With what does this disease have to be differentiated? The causes of the development of similar symptoms are a huge number: tumors of the middle cranial fossa, pterygoid pituitary, parasellar tumors, retrobulbar volumetric processes, cavernous sinus tumors, cavernous sinus thrombosis, carotid aneurysm, periostitis, osteomyelitis, leukemia in the upper globular region.
Do not forget about such diseases as myasthenia gravis, diabetes, thyroid pathology, temporal arteritis, meningitis, multiple sclerosis, migraine with aura. All of the above conditions can lead to ophthalmoplegia and impairment of the functions of the cranial nerves. That is why a patient with syndromes of movement of the eyeball and pain in one half of the face requires close attention. The research should be comprehensive and multifaceted. Consultation of the oculist for examination of fields and visual acuity, eye day is necessary. The neurologist should carefully collect the anamnesis, conduct a full clinical examination.
Of the additional methods of research should be noted neurovisualization methods (CT and MRI of the brain and Turkish saddle), angiography, echography of orbits.
According to modern criteria for diagnosing, Tolosa-Hunt syndrome can be set only in one case: when a magnetic resonance imaging (MRI) of the brain revealed granulomatous inflammation of the outer wall of the cavernous sinus.

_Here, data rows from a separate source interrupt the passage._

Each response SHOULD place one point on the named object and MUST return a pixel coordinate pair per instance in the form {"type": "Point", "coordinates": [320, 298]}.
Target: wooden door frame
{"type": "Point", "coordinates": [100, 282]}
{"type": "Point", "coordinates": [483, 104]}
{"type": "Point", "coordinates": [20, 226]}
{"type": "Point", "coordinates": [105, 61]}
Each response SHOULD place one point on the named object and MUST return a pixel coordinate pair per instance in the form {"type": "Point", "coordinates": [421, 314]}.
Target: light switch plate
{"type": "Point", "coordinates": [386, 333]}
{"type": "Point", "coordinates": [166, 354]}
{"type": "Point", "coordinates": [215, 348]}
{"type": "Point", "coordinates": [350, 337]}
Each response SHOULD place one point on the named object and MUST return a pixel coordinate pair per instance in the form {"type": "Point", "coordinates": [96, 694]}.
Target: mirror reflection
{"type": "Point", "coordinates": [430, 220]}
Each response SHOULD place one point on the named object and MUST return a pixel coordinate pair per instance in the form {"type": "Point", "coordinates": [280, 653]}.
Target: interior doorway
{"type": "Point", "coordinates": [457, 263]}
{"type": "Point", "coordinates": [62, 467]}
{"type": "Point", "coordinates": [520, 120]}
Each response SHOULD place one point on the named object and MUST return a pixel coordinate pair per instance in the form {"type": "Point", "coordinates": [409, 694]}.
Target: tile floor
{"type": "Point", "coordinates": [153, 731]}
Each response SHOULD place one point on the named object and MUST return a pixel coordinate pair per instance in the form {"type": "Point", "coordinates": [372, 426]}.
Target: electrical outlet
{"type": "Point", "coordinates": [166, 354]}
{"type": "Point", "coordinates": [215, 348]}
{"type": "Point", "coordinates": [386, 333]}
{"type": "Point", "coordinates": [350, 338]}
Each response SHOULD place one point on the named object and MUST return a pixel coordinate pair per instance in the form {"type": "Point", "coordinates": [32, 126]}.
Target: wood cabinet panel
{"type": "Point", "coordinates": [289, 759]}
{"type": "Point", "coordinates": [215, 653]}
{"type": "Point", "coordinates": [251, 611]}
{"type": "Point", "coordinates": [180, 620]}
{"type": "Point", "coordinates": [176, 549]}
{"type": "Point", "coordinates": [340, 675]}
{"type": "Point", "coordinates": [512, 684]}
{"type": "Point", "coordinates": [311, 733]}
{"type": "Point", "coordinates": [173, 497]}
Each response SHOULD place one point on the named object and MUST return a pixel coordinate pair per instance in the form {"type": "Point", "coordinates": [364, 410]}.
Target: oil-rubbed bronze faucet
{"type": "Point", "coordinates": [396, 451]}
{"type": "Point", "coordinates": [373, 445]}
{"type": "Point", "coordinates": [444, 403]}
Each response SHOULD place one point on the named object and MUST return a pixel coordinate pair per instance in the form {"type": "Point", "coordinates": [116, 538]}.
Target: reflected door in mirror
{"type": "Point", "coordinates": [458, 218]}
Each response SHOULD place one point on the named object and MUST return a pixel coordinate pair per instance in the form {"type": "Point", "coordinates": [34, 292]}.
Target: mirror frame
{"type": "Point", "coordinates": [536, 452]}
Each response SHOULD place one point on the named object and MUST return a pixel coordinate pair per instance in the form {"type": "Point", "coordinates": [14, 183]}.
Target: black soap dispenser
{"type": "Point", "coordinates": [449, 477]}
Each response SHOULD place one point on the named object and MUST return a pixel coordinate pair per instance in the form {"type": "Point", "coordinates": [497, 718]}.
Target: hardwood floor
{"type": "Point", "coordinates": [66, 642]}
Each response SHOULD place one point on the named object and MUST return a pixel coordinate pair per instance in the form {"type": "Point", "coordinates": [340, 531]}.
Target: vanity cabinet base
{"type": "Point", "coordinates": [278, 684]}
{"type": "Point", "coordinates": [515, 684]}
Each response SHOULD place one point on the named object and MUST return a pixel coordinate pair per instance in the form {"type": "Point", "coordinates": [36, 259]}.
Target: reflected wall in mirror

Under ideal conditions, a biopsy should be performed for diagnosis. Recent studies have shown that half of patients with confirmed diagnosis of the Tholos-Hunt syndrome present changes in the venous bed of the orbital region. If the granuloma is not detected during MRI, it is more appropriate to diagnose “upper globular fissure syndrome” and guide the patient under dynamic observation. There are also clinical diagnostic criteria that include such manifestations and conditions:
“Burning” or “tearing” pain of a permanent nature behind the eye socket or in the orbital temporal-frontal region;
impaired mobility of the eyeball, which occurred immediately or within 14 days after the onset of pain syndrome;
the defeat of other nerves that pass through the upper orbital gap (III, IV, VI cranial nerves, I branch of the trigeminal nerve, vegetative fibers);
symptoms intensify for several days, even weeks;
characterized by the presence of spontaneous remissions, often without residual effects;
the disease can return in a few months or years;
with a thorough examination, they do not find other reasons capable of causing this condition;
regress symptomatology within 72 hours after the onset of immunosuppressive therapy.